Saturday, August 31, 2013

Temptation

It felt like roots. Light tendrils gripping his veins. In a panic, he tried to remember something happy. A firm stalk to grasp as his feet slipped against the mud. For some reason, the word “fig” slipped with ease into his head.

He remembered the stench of the fig of his childhood. The way the fruit smelt as it lay rotting next to the pool, and the way that smell dragged the fruit bats clapping their wings out of the dark like admirers of a cult leader. Clap, clap, in the dusk.


They’d gorge themselves on the ripe fruit, and then shit down the walls of the house in purple streaks.

It looked like blood in the slow autumn sunset.

He didn’t mind too much about the massacre happening on his parent’s wall, but, instead, went to the garage, where the chemicals were kept. The HTH for the pool, the Jeye’s fluid for the drains. His neighbour had shown him how to let the Jeyes dribble into the HTH in a jar and then bubble as the chemicals refused to get along… Explode…

A while later, his friend lay in the hospital bed, crying without sound as the fluid seeped through the thin tube into his veins. Living, not happy.

The burns doctors laughed as they shared pots of coffee in the cafeteria.

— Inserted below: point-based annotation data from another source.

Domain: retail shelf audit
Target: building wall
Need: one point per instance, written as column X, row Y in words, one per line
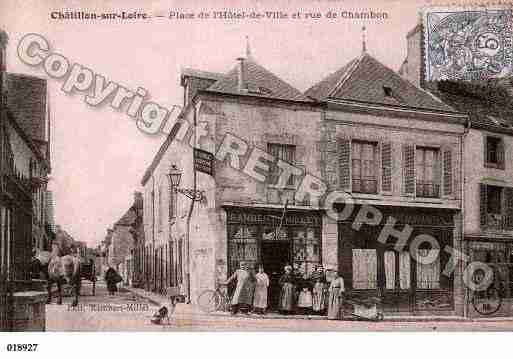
column 397, row 131
column 476, row 172
column 122, row 241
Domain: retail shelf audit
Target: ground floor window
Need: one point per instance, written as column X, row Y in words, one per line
column 499, row 256
column 257, row 237
column 405, row 281
column 365, row 269
column 428, row 271
column 274, row 239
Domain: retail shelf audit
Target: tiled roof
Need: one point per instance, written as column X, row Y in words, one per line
column 188, row 72
column 488, row 105
column 260, row 81
column 127, row 219
column 26, row 99
column 365, row 79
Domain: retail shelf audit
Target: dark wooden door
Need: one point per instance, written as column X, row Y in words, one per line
column 275, row 255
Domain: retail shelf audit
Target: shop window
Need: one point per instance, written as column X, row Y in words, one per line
column 389, row 259
column 286, row 153
column 242, row 245
column 494, row 195
column 306, row 249
column 364, row 269
column 392, row 259
column 363, row 165
column 160, row 210
column 427, row 172
column 494, row 205
column 494, row 152
column 496, row 259
column 404, row 270
column 428, row 274
column 273, row 234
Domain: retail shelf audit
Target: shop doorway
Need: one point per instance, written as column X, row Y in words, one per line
column 275, row 255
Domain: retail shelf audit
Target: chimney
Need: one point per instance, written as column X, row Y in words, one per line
column 241, row 82
column 414, row 66
column 138, row 199
column 3, row 46
column 3, row 66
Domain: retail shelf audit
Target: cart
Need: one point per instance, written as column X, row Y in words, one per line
column 362, row 309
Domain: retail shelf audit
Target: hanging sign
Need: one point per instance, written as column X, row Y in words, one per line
column 203, row 161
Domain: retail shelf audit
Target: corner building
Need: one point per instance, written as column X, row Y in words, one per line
column 363, row 130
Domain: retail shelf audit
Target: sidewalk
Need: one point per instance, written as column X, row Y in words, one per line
column 160, row 300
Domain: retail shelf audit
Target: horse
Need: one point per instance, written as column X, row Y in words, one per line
column 58, row 269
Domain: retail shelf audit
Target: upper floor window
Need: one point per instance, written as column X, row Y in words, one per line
column 494, row 152
column 282, row 152
column 496, row 207
column 160, row 209
column 364, row 167
column 427, row 172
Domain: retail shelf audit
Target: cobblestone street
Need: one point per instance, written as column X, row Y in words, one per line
column 127, row 311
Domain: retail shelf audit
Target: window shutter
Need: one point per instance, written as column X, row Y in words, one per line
column 500, row 155
column 509, row 208
column 483, row 204
column 447, row 172
column 344, row 163
column 408, row 169
column 386, row 164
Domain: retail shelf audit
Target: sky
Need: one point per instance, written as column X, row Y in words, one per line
column 98, row 155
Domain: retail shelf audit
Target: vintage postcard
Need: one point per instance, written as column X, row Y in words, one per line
column 175, row 166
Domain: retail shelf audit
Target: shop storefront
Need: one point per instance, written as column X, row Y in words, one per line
column 403, row 282
column 496, row 299
column 255, row 236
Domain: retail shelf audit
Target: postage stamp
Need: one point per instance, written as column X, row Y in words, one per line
column 467, row 44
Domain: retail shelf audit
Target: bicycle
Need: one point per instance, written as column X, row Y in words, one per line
column 213, row 300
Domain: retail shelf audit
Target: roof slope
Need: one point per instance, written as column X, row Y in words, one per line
column 365, row 79
column 260, row 81
column 488, row 104
column 26, row 98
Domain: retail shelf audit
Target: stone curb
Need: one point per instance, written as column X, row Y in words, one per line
column 160, row 301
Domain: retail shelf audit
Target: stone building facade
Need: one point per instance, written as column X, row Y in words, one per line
column 277, row 148
column 488, row 177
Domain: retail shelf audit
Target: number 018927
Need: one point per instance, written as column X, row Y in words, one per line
column 21, row 347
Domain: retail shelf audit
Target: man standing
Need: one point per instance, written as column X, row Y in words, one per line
column 243, row 295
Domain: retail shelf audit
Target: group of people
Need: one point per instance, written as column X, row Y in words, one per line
column 299, row 293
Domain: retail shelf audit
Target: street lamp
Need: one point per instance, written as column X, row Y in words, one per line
column 175, row 175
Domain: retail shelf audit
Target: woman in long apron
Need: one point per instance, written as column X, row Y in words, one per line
column 288, row 291
column 318, row 280
column 335, row 297
column 260, row 298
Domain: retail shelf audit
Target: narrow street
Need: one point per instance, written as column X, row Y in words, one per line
column 127, row 312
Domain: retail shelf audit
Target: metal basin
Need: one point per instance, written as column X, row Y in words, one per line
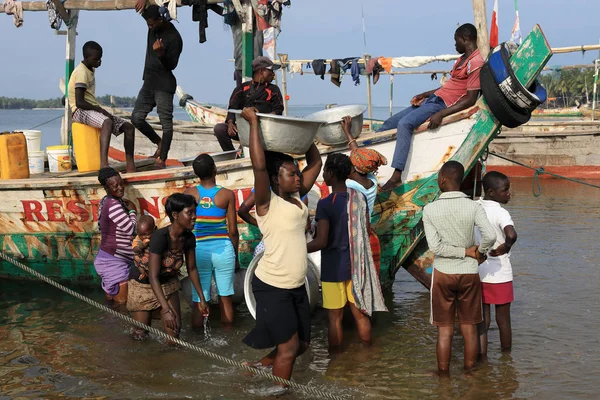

The hats of the coffee urns dipping as they boiled. A sandwich sat under the lights, waiting for a surgeon to point at it wearily. The surgeon’s wife lay at home, crying as a character from a soapie fell out of love. Again.

He knew the dirty smell of his friend- the way blonde hair smelled as it fizzed into flames. And he knew that the time of childhood was past… The time of making fires for no reason and living without consequences. No fires without burns.

On the radio, an advertisement for detergent was playing.